Menuju konten utama

Seberapa Mampu Indonesia Mencapai Swasembada Pangan di 2026?

Untuk mewujudkan swasembada pangan yang baik, pemerintah tentu harus dapat bekerja sama dengan petani agar dapat meningkatkan produktivitas pertanian.

Seberapa Mampu Indonesia Mencapai Swasembada Pangan di 2026?
Foto udara petani memanen padi menggunakan mesin pertanian di Padang, Trucuk, Bojonegoro, Jawa Timur, Rabu (25/10/2023). Kementerian Pertanian menargetkan produksi beras dalam negeri mencapai 35 juta ton pada 2024 dan jumlah ini naik dibandingkan target 2023 yang sejumlah 31 juta ton. ANTARA FOTO/Muhammad Mada/hp.

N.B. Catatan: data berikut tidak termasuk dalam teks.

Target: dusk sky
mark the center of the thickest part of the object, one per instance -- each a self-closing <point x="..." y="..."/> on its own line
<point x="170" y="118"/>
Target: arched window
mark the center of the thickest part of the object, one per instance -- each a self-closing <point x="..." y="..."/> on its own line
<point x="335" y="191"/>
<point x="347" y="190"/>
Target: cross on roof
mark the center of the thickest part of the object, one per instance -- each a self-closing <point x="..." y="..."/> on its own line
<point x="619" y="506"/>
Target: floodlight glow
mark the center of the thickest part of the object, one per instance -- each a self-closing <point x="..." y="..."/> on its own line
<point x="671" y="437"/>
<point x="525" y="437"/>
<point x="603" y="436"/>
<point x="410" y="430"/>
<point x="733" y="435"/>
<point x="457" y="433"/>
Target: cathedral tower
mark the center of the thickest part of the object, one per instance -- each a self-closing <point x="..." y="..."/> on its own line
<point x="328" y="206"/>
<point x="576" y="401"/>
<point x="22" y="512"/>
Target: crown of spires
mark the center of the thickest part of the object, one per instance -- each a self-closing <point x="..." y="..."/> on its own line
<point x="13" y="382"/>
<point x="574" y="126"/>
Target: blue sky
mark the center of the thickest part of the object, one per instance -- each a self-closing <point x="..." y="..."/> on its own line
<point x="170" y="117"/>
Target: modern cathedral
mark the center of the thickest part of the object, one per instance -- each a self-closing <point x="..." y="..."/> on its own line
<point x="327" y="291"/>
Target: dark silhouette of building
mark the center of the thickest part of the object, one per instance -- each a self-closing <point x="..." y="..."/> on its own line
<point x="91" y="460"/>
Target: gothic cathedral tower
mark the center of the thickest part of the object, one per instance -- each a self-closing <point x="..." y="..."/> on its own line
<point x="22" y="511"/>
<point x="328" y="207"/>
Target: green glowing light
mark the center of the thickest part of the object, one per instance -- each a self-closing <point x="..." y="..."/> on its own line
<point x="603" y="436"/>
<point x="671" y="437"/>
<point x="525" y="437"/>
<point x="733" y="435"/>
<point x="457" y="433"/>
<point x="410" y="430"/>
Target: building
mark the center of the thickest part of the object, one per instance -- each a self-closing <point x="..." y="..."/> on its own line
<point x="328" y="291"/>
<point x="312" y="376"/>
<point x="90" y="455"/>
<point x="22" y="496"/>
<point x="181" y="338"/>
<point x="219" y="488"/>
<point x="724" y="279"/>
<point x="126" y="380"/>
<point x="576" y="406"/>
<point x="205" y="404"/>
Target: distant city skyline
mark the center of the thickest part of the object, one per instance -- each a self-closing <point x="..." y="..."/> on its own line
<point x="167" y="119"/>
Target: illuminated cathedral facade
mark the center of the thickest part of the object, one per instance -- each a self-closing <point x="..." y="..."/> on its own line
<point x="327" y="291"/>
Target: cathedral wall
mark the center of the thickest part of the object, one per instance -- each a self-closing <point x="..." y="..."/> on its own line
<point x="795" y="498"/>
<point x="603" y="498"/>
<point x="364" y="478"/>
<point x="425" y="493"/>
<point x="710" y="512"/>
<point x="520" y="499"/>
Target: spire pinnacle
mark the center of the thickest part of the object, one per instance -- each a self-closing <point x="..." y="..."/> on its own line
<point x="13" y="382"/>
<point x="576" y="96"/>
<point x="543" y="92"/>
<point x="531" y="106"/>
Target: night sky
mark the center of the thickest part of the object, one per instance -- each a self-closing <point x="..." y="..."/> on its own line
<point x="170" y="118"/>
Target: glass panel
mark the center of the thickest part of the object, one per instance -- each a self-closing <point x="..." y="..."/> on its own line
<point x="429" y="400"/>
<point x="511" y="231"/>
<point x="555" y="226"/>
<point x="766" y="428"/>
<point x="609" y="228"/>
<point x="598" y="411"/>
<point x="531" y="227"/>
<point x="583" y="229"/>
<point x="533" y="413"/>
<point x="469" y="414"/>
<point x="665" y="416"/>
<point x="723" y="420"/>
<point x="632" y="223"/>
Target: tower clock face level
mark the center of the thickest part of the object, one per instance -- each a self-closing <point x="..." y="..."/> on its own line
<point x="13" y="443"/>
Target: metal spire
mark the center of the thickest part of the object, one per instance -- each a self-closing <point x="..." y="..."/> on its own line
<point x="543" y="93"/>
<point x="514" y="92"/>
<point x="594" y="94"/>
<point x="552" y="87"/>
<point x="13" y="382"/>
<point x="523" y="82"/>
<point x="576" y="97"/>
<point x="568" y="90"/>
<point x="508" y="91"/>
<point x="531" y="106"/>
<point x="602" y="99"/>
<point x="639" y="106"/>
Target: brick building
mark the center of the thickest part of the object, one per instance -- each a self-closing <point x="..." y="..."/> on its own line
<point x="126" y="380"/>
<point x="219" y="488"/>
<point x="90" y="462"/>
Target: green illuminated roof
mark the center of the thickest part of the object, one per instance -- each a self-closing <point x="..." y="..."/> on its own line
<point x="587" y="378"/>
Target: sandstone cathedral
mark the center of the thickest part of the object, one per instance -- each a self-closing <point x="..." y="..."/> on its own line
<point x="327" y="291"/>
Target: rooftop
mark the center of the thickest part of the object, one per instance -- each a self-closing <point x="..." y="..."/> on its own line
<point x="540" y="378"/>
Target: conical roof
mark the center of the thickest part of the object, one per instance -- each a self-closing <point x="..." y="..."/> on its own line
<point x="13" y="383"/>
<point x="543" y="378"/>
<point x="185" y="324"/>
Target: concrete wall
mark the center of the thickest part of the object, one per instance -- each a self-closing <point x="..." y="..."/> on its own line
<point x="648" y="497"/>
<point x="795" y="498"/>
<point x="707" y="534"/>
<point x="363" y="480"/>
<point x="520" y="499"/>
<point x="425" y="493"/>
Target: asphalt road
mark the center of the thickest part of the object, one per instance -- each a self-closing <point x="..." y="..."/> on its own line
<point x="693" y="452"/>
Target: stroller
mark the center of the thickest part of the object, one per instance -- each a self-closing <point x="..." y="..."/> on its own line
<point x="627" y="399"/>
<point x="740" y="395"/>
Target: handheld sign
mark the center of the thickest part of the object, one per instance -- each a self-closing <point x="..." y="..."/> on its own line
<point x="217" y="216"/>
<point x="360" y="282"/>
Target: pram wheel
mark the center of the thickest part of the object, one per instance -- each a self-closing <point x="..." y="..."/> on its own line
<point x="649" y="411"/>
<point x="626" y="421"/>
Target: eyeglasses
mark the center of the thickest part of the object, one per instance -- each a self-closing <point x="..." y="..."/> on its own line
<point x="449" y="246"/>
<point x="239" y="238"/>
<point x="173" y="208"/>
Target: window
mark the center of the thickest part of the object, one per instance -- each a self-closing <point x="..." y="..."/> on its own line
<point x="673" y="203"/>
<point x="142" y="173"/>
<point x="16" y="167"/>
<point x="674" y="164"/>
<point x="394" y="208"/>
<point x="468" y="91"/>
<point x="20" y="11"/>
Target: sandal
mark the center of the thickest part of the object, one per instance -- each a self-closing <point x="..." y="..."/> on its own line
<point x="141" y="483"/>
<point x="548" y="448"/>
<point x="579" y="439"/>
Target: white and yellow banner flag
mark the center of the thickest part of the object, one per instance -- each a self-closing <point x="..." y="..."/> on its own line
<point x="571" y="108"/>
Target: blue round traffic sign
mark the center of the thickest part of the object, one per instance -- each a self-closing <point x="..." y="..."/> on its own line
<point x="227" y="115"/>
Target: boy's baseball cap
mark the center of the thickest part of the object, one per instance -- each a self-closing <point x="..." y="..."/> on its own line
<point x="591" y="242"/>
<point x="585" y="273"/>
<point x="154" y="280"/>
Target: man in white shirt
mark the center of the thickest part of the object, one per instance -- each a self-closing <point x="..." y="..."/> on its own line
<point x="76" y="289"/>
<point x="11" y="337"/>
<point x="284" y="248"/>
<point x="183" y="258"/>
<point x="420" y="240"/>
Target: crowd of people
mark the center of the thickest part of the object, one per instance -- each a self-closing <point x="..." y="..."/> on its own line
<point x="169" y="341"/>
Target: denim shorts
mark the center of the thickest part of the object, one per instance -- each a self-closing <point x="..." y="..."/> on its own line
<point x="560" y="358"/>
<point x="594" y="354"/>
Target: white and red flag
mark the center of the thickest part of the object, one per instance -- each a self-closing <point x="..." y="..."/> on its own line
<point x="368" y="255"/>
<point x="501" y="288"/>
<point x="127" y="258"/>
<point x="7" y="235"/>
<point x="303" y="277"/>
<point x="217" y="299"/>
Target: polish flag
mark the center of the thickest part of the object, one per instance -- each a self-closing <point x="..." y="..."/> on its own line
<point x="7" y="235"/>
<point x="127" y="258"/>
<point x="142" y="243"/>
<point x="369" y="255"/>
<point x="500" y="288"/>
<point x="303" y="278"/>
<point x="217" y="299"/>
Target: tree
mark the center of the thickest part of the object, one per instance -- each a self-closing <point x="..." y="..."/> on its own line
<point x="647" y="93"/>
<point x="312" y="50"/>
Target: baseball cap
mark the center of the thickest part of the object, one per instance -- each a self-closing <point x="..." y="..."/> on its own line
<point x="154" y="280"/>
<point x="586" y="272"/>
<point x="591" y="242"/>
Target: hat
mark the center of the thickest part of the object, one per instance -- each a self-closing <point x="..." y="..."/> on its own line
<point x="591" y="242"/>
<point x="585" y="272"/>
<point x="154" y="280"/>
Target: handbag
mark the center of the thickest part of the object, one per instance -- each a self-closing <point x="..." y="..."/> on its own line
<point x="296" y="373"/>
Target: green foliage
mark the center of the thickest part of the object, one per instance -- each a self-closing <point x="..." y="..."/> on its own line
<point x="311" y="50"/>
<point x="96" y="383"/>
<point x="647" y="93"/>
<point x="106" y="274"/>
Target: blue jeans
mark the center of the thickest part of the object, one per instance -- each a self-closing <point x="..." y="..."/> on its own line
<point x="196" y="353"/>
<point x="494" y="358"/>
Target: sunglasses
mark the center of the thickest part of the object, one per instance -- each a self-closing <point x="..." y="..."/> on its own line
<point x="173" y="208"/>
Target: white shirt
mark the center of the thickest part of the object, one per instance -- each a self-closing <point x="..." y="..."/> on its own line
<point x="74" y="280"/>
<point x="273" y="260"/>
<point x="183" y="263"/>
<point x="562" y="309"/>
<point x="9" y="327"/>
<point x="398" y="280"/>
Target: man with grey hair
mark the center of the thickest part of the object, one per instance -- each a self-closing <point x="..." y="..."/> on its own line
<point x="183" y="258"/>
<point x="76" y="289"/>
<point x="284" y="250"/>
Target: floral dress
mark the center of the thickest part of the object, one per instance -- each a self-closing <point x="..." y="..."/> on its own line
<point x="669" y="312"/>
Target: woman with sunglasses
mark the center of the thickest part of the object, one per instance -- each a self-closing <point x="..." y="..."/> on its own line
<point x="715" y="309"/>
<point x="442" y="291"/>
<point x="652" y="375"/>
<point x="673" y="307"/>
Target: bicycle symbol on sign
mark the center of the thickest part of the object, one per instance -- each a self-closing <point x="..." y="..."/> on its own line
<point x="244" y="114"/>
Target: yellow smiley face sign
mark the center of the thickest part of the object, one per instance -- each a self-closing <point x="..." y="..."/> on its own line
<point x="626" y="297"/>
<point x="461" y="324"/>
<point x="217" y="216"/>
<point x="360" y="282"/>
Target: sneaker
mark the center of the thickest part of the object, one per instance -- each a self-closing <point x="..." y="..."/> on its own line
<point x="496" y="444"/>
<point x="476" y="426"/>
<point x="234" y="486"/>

tirto.id - Menteri Pertanian, Amran Sulaiman, optimistis Indonesia bisa menuju swasembada pangan pada 2026 mendatang. Setidaknya, terdapat tiga tahapan untuk menuju ke arah sana. Pertama, menekan impor, lalu memperbaiki produksi pangan, dan terakhir, baru bisa swasembada.

Swasembada pangan sendiri adalah kemampuan sebuah negara dalam mencukupi sendiri kebutuhan pangan bagi masyarakat. Dalam Kamus Besar Bahasa Indonesia (KBBI), swasembada adalah usaha mencukupi kebutuhan sendiri.

Amran mengatakan, salah satu upaya dilakukan dalam mencapai swasembada pangan adalah melalui pemanfaatan potensi lahan rawa. Saat ini terdapat sekitar 10 juta hektare lahan rawa yang berpotensi untuk digarap dan ditanami.

"Itu potensi kita ada 10 juta hektar, mudah-mudahan bisa kita kejar 1 juta hektar per tahun," kata Amran saat ditemui di Kantor Kementerian Pertanian (Kementan), Jakarta, Senin (20/11/2023).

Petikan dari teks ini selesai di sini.